Of course, the trouble with making a post like my last is that it can’t cover everything. Within hours, and over the next day, I thought of nearly half a dozen things I left out.
Another problem is, some things I am certain of on some days; and on other days, some of those same things are questionable at best.
The Book of Bart is an article I found today. It’s the story of a man who was converted to evangelical Christianity at age 15; he went on to seminary school, and continued to study theology, especially ancient texts, for twelve years.

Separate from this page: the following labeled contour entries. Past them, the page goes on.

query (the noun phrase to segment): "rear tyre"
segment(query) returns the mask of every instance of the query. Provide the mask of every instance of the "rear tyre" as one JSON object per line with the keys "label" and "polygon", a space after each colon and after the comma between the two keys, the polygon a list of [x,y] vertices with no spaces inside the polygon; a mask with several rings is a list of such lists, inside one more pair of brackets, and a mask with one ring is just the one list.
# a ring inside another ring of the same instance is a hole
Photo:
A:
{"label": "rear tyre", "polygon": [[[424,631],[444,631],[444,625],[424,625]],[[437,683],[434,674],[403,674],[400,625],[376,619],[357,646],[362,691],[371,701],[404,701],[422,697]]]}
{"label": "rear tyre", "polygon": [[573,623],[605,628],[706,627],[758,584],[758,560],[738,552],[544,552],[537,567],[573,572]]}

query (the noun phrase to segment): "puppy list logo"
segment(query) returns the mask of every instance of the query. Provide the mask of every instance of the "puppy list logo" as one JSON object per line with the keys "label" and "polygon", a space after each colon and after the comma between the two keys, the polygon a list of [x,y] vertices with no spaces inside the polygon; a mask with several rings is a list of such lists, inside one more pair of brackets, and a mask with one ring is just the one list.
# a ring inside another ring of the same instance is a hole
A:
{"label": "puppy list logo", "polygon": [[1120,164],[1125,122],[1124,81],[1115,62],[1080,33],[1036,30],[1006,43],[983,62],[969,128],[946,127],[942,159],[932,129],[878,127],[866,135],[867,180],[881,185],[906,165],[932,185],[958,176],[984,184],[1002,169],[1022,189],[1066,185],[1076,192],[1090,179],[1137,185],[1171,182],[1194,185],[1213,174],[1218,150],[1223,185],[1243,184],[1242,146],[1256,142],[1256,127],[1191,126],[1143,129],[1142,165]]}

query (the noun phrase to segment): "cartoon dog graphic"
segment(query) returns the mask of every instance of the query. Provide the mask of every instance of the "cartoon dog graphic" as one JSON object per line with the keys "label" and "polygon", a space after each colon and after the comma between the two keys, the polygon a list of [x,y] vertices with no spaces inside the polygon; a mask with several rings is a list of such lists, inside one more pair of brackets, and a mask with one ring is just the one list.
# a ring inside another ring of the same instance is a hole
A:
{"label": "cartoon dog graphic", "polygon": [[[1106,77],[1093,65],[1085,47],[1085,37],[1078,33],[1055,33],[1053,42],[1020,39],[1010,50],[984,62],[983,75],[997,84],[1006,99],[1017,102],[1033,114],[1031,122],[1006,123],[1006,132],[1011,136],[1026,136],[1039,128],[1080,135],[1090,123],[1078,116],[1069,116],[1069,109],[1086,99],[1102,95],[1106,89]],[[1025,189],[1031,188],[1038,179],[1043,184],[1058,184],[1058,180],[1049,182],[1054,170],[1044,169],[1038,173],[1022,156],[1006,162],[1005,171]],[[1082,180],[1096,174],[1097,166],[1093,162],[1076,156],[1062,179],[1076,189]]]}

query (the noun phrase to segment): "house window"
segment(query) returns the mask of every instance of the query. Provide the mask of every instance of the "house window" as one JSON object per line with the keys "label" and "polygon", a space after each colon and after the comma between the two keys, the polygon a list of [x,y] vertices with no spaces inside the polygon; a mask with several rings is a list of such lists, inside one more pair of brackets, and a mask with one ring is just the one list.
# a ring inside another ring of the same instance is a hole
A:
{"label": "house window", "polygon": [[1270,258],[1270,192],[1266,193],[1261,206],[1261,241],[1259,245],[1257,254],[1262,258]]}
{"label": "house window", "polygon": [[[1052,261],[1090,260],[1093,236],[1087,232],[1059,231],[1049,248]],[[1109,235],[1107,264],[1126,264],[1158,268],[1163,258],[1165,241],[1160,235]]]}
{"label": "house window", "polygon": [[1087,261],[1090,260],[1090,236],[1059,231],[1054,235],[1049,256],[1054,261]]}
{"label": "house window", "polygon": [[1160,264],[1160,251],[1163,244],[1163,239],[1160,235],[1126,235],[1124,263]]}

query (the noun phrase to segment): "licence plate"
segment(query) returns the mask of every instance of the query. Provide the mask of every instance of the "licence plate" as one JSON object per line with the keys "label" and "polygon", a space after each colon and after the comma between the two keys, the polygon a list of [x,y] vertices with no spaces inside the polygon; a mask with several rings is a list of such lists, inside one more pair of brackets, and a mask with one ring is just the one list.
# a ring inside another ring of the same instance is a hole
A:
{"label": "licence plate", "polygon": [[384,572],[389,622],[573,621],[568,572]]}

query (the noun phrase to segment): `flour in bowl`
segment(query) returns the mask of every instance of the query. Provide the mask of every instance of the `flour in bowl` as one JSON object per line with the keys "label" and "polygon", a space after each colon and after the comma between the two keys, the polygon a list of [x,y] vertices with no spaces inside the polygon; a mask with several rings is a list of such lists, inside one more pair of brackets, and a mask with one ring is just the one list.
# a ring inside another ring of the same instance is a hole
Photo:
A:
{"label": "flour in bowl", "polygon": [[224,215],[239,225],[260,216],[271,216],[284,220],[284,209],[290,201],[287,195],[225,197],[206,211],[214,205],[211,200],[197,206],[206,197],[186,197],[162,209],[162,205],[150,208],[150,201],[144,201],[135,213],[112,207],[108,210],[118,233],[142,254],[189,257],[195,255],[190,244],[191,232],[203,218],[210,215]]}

And then, the more he looked at the ancient texts, the more discrepencies he found; and the more they added up, the less he was able to believe what he’d learned as an evangelical, then to the point he ceased to believe anything at all.
He now writes the sort of books I’ve been reading — books that go looking for the truth of the historical facts behind what became the New Testament. The sort of books that, once you read them, you either reject out of hand…or realize there might be something to them, in which case there’s no going back. Even if you hold on to your faith, you have to admit: I could be wrong; this could all be wrong; there might not be One Right Answer, just the right one for me.
There are days I think about calling myself some sort of Christian again. Wanting that stability I grew up with. But having gone so far afield from where I started, I would need some sort of certainty, in both mind and heart. Something that could reconcile faith with reason, with the possibilities. Christianity would have to reinvent itself, I think, before I could comfortably go back to any sort of Christian church. And Florida is probably more likely to get a snowstorm in July, than Christianity admit they might have been wrong about what happened 2000 years ago.
So…back I go. Reading more books, going to my UU church, singing in the choir, and doing a lot of thinking and internal searching.